Brandoverslag
Indien er geen afdichting in een sparing wordt aangebracht zullen de vlammen vrij door de sparing gaan en de brand aan de andere zijde van de sparing doorzetten. Het afdichten van de ruimte tussen de leiding en de constructie alleen is niet voldoende. Indien er voldoende hitte ontstaat kan het materiaal wegsmelten of wegbranden waardoor alsnog een opening ontstaat. Of het materiaal kan de hitte door geleiding aan de andere zijde van de constructie dusdanig heet maken dat zelfontbranding kan ontstaan.
Brandmanchetten
Indien we kunststof leidingen doorvoeren zal het materiaal erg snel wegbranden of smelten. Om brandoverslag tegen te gaan plaatsen we een brandmanchet om de leiding. Dit ter plaatse van de brandwerende constructie. De brandmanchet zal door de brand opschuimen en de brandwerende constructie afdichten en voor brandoverslag behoeden.
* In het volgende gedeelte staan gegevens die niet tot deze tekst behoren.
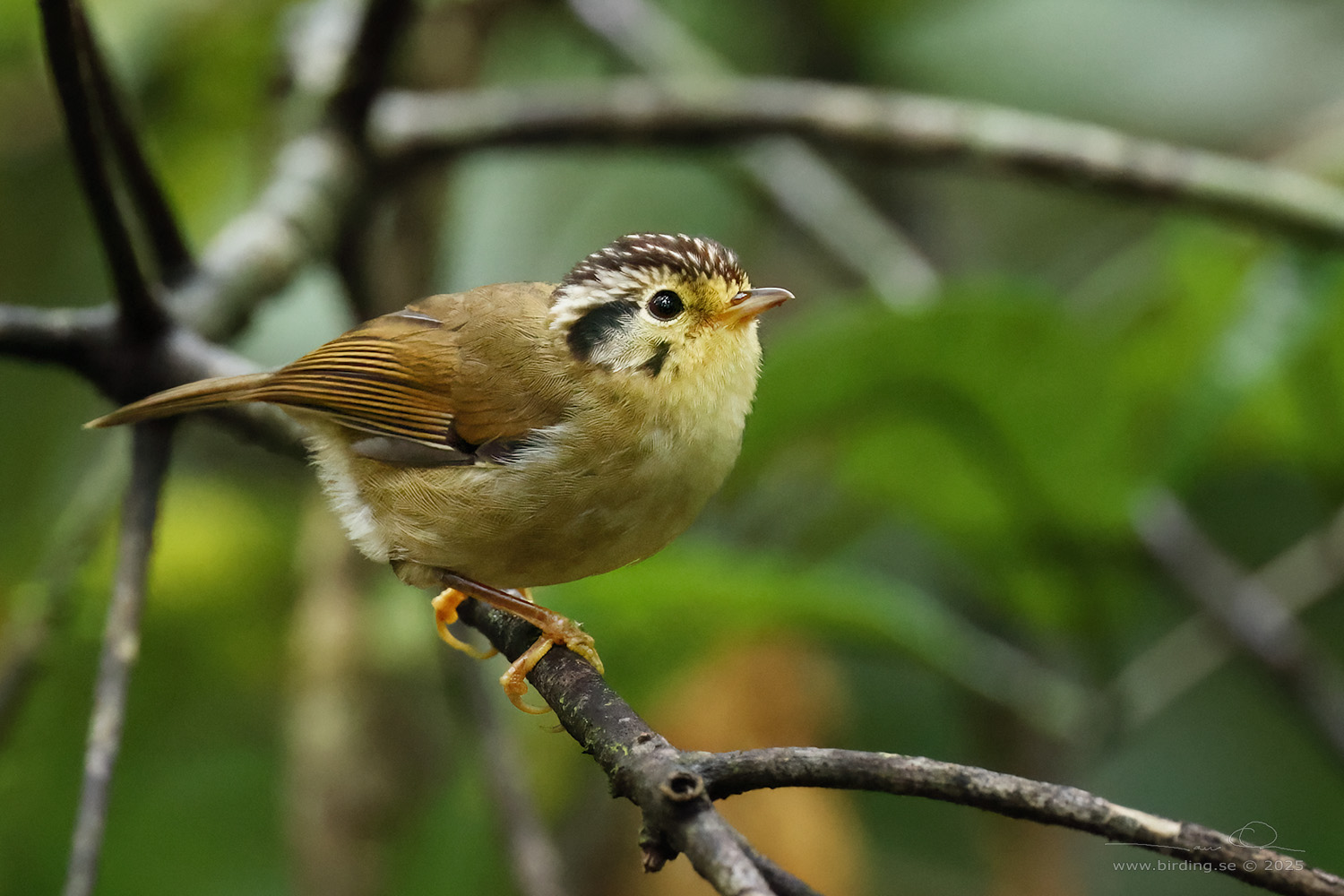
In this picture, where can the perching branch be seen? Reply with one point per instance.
(887, 124)
(674, 788)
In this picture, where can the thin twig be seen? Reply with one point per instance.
(1193, 650)
(42, 600)
(1249, 613)
(887, 124)
(535, 858)
(366, 70)
(140, 311)
(796, 177)
(167, 242)
(120, 650)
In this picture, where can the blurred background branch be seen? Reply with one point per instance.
(906, 126)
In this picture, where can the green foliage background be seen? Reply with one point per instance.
(919, 489)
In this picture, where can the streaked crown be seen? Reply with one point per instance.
(636, 263)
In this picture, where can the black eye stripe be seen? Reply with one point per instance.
(599, 325)
(666, 306)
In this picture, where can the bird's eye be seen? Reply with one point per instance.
(666, 306)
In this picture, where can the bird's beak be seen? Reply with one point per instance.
(749, 303)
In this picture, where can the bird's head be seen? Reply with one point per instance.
(663, 306)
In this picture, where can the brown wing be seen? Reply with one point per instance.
(453, 371)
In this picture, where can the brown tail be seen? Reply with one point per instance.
(193, 397)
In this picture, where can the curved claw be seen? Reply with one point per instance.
(445, 614)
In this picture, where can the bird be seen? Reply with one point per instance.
(526, 435)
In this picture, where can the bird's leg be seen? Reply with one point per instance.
(445, 614)
(556, 629)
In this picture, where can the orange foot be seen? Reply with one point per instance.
(445, 614)
(556, 629)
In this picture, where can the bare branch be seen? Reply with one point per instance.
(889, 124)
(366, 69)
(1249, 613)
(535, 858)
(640, 763)
(736, 772)
(56, 336)
(798, 179)
(167, 242)
(1188, 653)
(42, 599)
(140, 311)
(120, 650)
(655, 775)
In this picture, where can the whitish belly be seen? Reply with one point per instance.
(554, 516)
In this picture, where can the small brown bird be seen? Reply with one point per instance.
(526, 435)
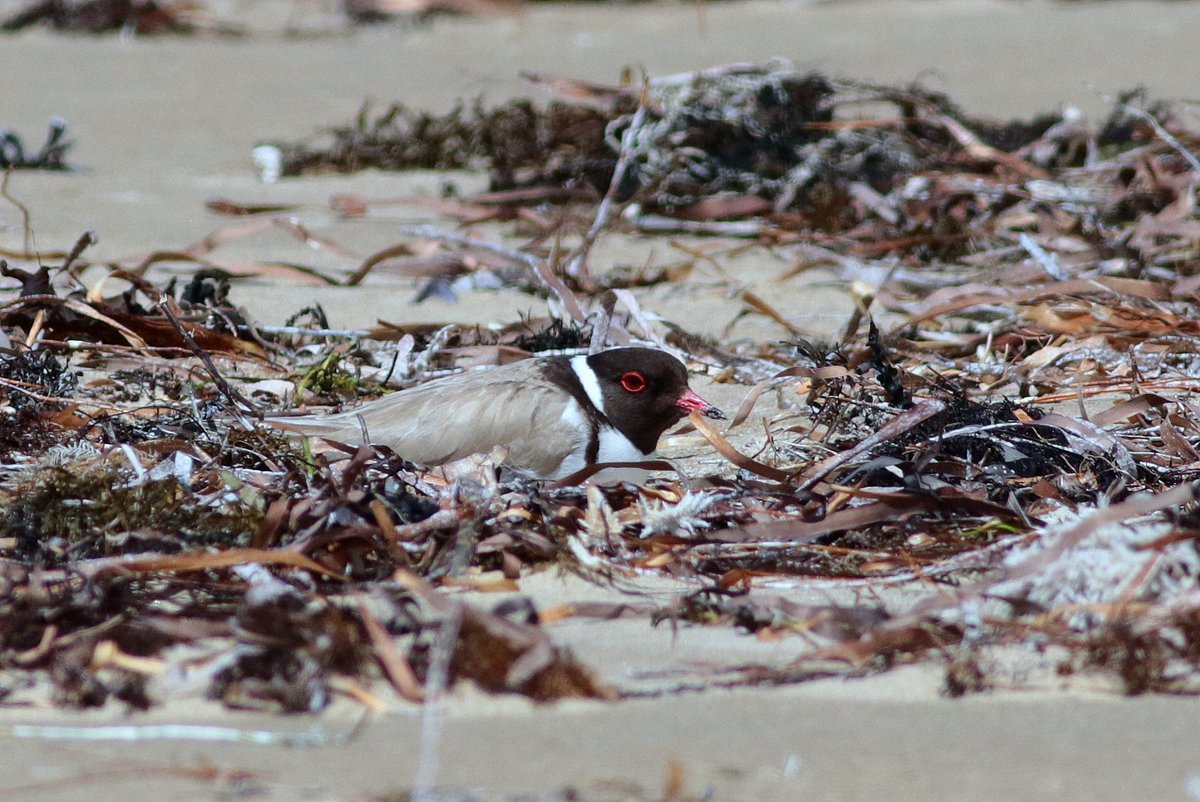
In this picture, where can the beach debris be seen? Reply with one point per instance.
(1005, 428)
(52, 155)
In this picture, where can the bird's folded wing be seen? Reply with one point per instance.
(459, 416)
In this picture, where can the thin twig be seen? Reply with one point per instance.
(541, 270)
(1164, 135)
(577, 265)
(227, 389)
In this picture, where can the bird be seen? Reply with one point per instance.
(556, 416)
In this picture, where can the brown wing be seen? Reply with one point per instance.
(462, 414)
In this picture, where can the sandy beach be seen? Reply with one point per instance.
(165, 125)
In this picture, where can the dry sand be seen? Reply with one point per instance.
(165, 125)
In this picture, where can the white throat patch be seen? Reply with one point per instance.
(591, 383)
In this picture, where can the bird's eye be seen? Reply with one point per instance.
(633, 382)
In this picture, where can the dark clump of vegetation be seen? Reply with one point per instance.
(71, 513)
(52, 155)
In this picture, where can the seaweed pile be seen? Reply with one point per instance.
(1019, 444)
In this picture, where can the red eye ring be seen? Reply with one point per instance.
(633, 382)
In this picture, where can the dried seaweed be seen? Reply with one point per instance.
(960, 452)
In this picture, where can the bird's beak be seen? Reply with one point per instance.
(691, 402)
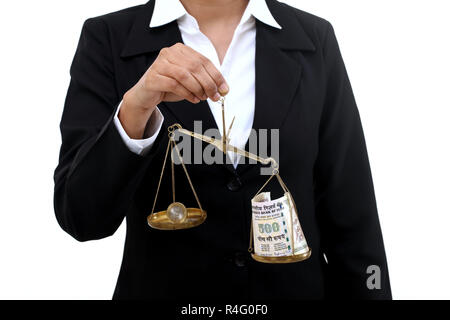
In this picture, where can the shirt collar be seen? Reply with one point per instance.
(166, 11)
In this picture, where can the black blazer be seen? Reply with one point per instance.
(302, 89)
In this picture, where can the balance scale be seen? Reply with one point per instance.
(286, 230)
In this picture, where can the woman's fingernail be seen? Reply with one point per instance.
(223, 89)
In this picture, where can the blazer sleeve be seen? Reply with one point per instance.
(344, 192)
(97, 174)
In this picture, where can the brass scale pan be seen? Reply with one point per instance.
(177, 216)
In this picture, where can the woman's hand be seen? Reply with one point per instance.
(178, 73)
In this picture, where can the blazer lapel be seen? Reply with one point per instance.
(277, 66)
(277, 70)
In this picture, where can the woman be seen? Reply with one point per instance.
(142, 69)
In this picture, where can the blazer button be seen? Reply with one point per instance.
(235, 184)
(240, 259)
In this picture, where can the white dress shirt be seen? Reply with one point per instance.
(238, 69)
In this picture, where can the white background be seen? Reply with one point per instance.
(397, 55)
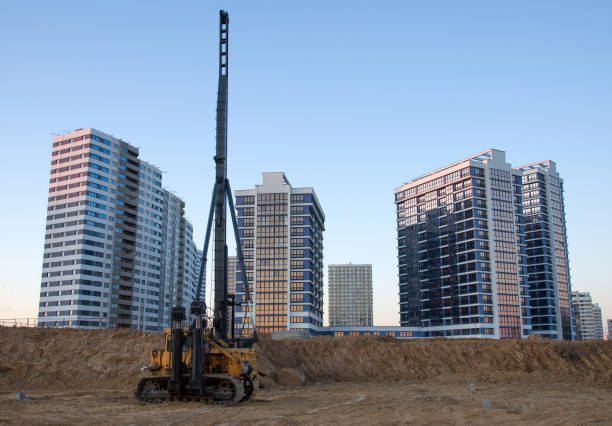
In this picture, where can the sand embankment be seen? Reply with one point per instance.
(62, 359)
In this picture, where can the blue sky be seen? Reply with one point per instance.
(351, 98)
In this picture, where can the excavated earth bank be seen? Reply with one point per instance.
(60, 359)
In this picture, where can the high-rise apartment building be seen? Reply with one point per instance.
(281, 229)
(547, 254)
(231, 274)
(461, 250)
(350, 295)
(110, 256)
(587, 316)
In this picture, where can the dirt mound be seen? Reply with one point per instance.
(380, 359)
(111, 359)
(47, 358)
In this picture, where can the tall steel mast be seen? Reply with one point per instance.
(218, 211)
(220, 248)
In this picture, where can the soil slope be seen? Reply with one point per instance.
(64, 359)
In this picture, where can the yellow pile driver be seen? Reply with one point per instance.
(199, 362)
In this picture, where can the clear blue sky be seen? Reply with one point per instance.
(353, 98)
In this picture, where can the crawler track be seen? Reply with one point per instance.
(220, 389)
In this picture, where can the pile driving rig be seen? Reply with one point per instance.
(198, 362)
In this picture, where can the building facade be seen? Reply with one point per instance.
(587, 316)
(547, 254)
(461, 251)
(350, 295)
(281, 230)
(109, 254)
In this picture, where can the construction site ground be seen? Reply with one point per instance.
(81, 376)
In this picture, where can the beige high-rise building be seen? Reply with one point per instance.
(231, 274)
(350, 295)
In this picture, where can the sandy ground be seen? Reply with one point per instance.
(339, 403)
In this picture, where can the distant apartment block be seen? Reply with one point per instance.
(281, 230)
(461, 250)
(116, 243)
(482, 250)
(547, 254)
(231, 274)
(589, 324)
(350, 295)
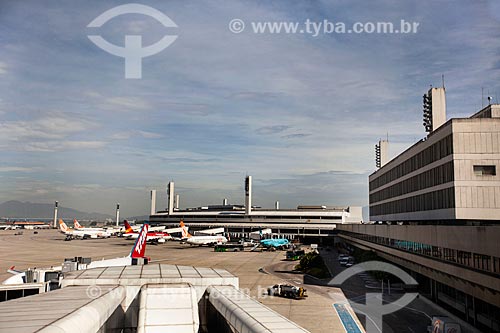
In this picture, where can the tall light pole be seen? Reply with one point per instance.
(117, 214)
(55, 214)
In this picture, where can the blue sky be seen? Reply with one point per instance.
(301, 114)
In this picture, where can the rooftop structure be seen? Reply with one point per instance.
(151, 298)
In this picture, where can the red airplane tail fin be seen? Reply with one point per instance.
(139, 248)
(185, 233)
(128, 228)
(63, 226)
(76, 224)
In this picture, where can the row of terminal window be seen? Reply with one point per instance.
(436, 176)
(442, 199)
(464, 258)
(435, 152)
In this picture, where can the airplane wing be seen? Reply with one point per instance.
(213, 231)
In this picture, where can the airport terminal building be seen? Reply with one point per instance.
(239, 220)
(435, 212)
(450, 177)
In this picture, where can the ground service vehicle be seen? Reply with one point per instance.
(229, 247)
(286, 290)
(294, 255)
(443, 325)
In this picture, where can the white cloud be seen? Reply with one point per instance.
(16, 169)
(3, 67)
(48, 133)
(125, 103)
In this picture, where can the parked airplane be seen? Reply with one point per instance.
(201, 240)
(78, 226)
(152, 236)
(137, 227)
(135, 257)
(212, 231)
(76, 233)
(276, 242)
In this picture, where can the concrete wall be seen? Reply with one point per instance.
(481, 240)
(476, 142)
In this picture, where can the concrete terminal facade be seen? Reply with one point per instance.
(438, 208)
(452, 176)
(305, 221)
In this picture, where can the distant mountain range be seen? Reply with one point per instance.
(18, 209)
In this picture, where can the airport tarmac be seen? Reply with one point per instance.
(254, 269)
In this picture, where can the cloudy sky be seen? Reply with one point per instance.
(299, 113)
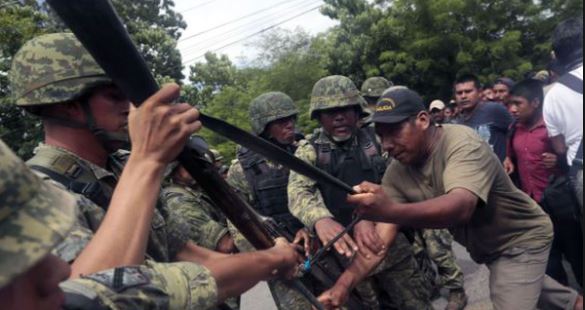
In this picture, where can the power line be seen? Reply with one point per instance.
(197, 6)
(235, 20)
(257, 33)
(224, 36)
(9, 3)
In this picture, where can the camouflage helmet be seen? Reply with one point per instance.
(335, 91)
(51, 69)
(375, 87)
(34, 216)
(270, 107)
(216, 155)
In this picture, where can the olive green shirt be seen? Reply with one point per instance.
(504, 218)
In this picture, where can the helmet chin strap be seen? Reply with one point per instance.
(111, 141)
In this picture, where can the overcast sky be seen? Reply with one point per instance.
(242, 18)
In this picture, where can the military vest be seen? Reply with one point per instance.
(78, 176)
(268, 185)
(357, 161)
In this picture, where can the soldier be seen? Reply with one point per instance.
(434, 246)
(372, 89)
(352, 155)
(85, 117)
(447, 177)
(37, 215)
(207, 225)
(263, 183)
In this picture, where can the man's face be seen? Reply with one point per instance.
(38, 288)
(448, 113)
(340, 123)
(488, 94)
(522, 109)
(110, 108)
(467, 96)
(405, 141)
(438, 115)
(282, 130)
(501, 92)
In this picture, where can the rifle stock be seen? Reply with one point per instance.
(98, 27)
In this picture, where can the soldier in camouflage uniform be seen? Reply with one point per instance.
(35, 217)
(207, 225)
(434, 246)
(263, 183)
(353, 156)
(85, 117)
(373, 88)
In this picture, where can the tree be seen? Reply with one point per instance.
(19, 22)
(425, 44)
(287, 62)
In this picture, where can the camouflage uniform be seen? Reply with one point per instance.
(265, 109)
(35, 216)
(434, 245)
(54, 69)
(207, 226)
(372, 90)
(149, 286)
(398, 276)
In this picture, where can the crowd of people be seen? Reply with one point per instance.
(87, 225)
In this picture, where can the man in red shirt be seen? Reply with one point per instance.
(530, 152)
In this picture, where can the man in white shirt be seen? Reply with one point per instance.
(563, 106)
(563, 115)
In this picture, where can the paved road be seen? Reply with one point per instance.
(476, 285)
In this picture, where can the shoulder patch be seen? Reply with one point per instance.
(121, 279)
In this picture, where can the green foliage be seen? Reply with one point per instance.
(18, 24)
(153, 25)
(288, 62)
(424, 44)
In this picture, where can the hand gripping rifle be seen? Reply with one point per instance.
(98, 27)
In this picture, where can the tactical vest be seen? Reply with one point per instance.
(74, 174)
(269, 189)
(360, 162)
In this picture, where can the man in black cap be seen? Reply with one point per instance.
(447, 177)
(502, 88)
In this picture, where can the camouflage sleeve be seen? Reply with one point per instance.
(202, 227)
(89, 214)
(304, 198)
(149, 286)
(237, 179)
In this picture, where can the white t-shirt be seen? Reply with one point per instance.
(563, 114)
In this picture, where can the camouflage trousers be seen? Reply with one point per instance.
(149, 286)
(399, 282)
(432, 248)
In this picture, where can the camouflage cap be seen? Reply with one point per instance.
(270, 107)
(375, 87)
(335, 92)
(51, 69)
(34, 216)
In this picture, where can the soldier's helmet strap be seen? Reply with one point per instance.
(104, 136)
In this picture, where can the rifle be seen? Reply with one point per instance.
(98, 27)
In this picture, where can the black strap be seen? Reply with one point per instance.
(572, 82)
(578, 161)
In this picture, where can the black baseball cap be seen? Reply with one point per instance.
(397, 106)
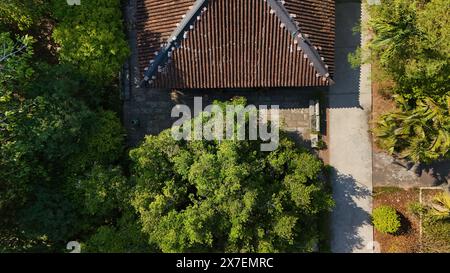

Leiding en kabeldoorvoeren
De ruimte tussen de constructie en de leiding/, en-of kabeldoorvoer wordt gedicht met een brandwerend materiaal. De sparing wordt vervolgens afgewerkt met een kit en-of verflaag die bij brand eveneens opschuimt om de eventueel ontstane opening af te dichten. Hierbij heeft de kit of verflaag als belangrijkste taak de hitteoverdracht tegen te gaan.
Luchtkanalen
Luchtkanalen zijn meestal relatief groot en doordat hier een mechanische luchtstroom in zit, behoeft dit extra aandacht. De vlammen zouden anders door de invloed van de ventilator het kanaal ingezogen of geblazen kunnen worden. Hierdoor moet buiten de brandwerende afdichting rondom het kanaal alsnog een brandklep geplaatst worden om de brandoverslag tegente gaan. De klep is voorzien van een veerbelasting die tegen gehoudenwordt door een smeltpatroon. Indien de smeltpatroon door de hitte (68 °C) doorbreekt sluit de klep waardoor de brand gecompartimenteerd wordt.